I may be incorrect, for the area you live, but please do not say that I am (in general) incorrect. Kind of hurts my feelings. Lol

KISS
Nov 6, 2008, 06:08 PM
If Check valve (Backflow preventer) on Main then install Expansion Tank

If Boiler Then install Expansion Tank

If incoming water pressure is too high (>~60 PSI) [Expansion Tank Irrelevant] then install Pressure Regulator (PRV).

OK?

Quantum62
Nov 7, 2008, 02:01 PM
The water pressure at the tap is 80 PSI. It almost sounds to me like the expansion tank has ruptured AND I have to hig of a pressure entering the house.





Let me think about it too. Air is compressible. Water is not.

This gage is measuring water or air pressure? If it's measuring air pressure I could see it being 80 PSI. If it's measuring water pressure then I don't see it.

But, on the same note if you have a PRV, you should not be able to get to 80 PSI at all. As say 50 PSI air is compressed by 40 PSI water, you'll end up with a 10 PSI difference.

The expansion tank works because it has a variable air volume and that volume is pressurized just below the normal water pressure. It cannot read higher than the water pressure.

Think about this: Can you inflate a tire to 90 PSI from a 40 PSI stream. No.

Water is a wierd fluid. It expands when cooled and it expands when heated, but we are concerned about the heating. Heating water below the boiling point will not raise the pressure 40 PSI.

Go buy a pressure gage that fits on a hose fitting and measure the house pressure at an outside tap. It won't be between 45-55 PSI.

KISS
Nov 7, 2008, 02:17 PM
Get the pressure reducing valve installed first. There is no point troubleshooting the expansion tank now.

You do stand a chance of having a bad tank, but there is nothing pointing to that yet.

For lots of bedtime reading material about expansion tanks, see:

Learn About - What is thermal expansion, selecting an expansion tank, Potable vs. Non-Potable systems. (http://www.watts.com/pro/divisions/watersafety_flowcontrol/learnabout/learnabout_thermexpansion.asp)

mygirlsdad77
Nov 7, 2008, 04:44 PM
Sounds like kiss nailed it. Good luck and let us know what you decide.

EPMiller
Nov 8, 2008, 06:21 PM
Varies from state to state i guess. We are not required to install expansion tanks on potable water systems. Just boilers and the like. I guess im just saying that the expansion tank is most likely not the problem for pressure, temerature relief valve leaking from time to time. We have no idea where asker is from, or what codes they follow.
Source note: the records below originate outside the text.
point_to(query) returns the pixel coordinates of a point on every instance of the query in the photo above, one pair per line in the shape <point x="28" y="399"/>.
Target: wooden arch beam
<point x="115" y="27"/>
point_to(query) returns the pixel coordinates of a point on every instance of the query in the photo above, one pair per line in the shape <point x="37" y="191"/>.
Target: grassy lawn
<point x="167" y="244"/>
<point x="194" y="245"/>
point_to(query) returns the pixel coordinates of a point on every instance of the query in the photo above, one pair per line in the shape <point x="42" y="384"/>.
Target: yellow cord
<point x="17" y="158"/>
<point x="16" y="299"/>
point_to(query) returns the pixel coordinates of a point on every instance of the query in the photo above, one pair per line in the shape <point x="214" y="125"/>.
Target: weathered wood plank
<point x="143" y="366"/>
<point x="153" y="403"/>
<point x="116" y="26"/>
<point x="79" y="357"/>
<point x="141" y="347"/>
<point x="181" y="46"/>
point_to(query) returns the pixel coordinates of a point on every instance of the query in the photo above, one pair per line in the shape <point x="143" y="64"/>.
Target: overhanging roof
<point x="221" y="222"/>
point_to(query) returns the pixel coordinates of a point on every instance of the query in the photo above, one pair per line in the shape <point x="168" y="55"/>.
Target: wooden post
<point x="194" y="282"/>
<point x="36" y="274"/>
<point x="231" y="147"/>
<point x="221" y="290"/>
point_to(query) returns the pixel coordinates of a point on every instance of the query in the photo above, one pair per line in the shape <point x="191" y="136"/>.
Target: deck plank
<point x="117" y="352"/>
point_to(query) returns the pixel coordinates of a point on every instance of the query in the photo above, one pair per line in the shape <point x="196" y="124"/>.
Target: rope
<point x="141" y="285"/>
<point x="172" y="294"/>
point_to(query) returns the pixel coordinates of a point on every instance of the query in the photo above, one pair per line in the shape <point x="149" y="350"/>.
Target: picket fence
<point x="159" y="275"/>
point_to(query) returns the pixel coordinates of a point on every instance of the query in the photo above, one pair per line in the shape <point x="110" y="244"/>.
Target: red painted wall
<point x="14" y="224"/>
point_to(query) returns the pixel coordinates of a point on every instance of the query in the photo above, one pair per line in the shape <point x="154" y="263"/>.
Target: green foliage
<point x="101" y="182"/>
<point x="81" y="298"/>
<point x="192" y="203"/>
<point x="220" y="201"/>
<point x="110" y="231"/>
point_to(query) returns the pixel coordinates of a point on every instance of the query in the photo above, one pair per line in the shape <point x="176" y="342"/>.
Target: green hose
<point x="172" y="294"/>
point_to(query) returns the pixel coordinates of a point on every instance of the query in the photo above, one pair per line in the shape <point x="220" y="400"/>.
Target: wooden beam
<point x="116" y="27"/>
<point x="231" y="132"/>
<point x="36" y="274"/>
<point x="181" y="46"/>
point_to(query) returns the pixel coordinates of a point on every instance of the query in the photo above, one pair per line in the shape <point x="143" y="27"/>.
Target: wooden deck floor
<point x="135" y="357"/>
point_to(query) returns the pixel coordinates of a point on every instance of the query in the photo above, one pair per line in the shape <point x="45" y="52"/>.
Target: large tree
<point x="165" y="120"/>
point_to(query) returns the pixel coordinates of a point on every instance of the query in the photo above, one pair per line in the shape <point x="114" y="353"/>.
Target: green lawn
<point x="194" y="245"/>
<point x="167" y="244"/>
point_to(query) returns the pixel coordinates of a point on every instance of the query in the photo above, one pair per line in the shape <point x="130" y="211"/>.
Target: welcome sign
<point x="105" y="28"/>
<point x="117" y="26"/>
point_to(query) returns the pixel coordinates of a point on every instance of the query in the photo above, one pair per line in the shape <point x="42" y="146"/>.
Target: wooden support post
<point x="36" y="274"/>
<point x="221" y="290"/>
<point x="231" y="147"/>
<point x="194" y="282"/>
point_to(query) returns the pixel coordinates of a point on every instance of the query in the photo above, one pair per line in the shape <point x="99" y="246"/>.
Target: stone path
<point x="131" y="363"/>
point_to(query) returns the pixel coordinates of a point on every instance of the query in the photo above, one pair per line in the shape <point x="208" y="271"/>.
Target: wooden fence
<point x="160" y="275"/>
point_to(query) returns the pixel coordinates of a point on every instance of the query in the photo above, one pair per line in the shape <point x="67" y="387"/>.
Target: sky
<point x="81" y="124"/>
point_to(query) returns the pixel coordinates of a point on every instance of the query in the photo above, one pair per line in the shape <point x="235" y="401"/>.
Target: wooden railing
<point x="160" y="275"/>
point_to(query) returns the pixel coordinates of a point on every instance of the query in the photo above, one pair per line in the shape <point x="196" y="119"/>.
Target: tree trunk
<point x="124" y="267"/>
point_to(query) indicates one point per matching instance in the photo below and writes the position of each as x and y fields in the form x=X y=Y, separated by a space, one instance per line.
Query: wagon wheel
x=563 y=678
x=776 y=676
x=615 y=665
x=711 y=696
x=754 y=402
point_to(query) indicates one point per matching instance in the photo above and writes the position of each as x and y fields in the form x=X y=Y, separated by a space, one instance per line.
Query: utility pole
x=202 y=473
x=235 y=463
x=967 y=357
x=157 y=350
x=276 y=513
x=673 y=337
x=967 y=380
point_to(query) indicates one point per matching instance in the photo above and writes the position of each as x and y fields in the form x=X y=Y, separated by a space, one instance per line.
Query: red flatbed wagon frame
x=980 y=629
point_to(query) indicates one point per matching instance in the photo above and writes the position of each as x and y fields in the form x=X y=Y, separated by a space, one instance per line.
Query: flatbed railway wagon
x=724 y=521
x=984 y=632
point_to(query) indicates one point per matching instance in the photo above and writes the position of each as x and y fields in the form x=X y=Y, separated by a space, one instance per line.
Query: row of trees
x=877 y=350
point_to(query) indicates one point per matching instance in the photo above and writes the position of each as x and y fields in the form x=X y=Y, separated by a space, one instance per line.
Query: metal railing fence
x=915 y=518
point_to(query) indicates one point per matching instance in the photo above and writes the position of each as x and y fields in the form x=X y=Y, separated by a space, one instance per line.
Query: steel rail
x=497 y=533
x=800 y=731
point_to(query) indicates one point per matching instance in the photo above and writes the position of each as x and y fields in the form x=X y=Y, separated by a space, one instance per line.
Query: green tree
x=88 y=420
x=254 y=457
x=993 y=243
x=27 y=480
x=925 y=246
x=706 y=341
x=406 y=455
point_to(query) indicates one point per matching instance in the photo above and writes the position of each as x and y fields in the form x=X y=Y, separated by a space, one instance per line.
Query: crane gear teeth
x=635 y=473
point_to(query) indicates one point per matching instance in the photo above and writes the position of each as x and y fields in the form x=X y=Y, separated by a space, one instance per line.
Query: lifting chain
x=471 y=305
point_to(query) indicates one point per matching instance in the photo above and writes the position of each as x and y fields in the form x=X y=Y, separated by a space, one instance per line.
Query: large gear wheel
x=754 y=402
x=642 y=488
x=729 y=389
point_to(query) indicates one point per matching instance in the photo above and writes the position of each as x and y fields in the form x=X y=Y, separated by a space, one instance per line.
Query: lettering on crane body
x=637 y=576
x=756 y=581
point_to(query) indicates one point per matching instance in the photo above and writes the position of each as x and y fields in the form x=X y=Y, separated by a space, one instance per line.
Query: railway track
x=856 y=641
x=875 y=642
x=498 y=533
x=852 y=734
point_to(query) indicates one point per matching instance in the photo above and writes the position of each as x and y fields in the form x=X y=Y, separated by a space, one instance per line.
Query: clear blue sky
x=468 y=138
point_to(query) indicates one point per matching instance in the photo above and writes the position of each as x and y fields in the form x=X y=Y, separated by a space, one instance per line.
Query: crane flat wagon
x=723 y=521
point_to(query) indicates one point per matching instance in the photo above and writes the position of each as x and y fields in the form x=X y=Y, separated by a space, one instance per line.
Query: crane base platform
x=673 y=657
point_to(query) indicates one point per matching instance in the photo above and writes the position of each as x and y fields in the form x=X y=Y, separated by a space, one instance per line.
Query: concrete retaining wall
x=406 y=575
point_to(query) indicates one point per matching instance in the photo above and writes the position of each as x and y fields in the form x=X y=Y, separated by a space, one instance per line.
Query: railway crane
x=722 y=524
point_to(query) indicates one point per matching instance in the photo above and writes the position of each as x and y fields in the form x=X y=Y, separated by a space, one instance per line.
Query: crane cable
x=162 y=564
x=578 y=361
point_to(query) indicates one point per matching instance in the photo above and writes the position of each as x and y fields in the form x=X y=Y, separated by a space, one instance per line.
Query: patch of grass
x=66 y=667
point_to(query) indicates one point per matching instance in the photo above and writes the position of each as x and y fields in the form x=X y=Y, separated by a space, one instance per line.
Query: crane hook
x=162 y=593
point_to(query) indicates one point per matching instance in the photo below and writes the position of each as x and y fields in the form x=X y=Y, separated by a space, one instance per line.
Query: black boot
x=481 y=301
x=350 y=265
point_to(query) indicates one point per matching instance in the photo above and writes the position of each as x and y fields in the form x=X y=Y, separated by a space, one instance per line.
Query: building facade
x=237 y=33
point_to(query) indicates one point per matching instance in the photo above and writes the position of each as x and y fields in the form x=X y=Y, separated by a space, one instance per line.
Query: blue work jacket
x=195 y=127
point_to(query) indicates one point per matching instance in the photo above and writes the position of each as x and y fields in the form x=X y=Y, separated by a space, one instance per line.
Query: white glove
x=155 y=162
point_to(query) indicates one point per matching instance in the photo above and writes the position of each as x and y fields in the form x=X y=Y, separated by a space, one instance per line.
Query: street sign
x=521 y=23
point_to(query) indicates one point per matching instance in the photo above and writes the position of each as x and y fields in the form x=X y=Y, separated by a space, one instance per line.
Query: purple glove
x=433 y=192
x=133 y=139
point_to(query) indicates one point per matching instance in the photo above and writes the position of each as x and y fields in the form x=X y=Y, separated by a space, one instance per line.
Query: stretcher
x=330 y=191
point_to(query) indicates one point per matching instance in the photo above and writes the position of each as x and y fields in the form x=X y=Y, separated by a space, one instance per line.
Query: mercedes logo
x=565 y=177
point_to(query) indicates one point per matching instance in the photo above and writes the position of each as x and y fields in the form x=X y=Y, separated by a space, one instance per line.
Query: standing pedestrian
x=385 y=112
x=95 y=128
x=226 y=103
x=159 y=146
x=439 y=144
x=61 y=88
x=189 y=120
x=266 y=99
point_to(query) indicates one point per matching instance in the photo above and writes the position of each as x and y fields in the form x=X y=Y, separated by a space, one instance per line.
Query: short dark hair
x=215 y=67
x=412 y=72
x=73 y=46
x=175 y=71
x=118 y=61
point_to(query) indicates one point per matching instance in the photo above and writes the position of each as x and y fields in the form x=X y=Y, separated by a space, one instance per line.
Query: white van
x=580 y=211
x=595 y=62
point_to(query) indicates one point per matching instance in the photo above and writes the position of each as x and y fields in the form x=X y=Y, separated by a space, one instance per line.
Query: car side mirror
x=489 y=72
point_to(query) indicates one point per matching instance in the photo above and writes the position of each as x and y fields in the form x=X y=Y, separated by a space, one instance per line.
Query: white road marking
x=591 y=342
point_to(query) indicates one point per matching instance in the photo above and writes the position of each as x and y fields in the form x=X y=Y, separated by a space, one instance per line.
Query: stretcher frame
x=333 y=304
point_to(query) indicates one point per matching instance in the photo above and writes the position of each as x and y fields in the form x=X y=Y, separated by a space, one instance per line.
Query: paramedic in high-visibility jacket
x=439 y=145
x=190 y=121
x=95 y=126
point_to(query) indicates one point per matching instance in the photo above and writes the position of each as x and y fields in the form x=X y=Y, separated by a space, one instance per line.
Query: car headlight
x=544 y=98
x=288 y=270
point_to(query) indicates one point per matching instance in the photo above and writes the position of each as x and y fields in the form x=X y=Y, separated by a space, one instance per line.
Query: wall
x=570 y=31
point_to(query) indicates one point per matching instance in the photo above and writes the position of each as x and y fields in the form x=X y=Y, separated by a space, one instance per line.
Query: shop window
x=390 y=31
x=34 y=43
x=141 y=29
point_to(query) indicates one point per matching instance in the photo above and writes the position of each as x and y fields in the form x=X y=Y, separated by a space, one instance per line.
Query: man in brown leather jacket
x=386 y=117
I may be incorrect, for the area you live, but please do not say that i am (in general) incorrect. Kind of hurts my feelings. lol

Sorry, I didn't mean to hurt your feelings, but I thought that was current code all over. You can see that I don't travel much! :p I will agree, an expansion tank is not needed on a city water system without any back flow prevention valves. However, I've seen leaking T&P valves that were "fixed" by nothing other than the addition of an expansion tank. But then I've also seen systems that worked fine with a back check and no expansion tank. A lot of piping helps. Around here one municipality I know of is going around and reinspecting homes and requiring back flow prevention and expansion tanks to be retrofitted. Other obvious violations are cited too, but they are bringing their systems up to date with the back flow prevention valves.

mygirlsdad77
Nov 9, 2008, 03:56 PM
I don't travel much either, so I learn new things everyday on this site. We are not required here to have back flow preventers. No hard feelings. Thanks for the update.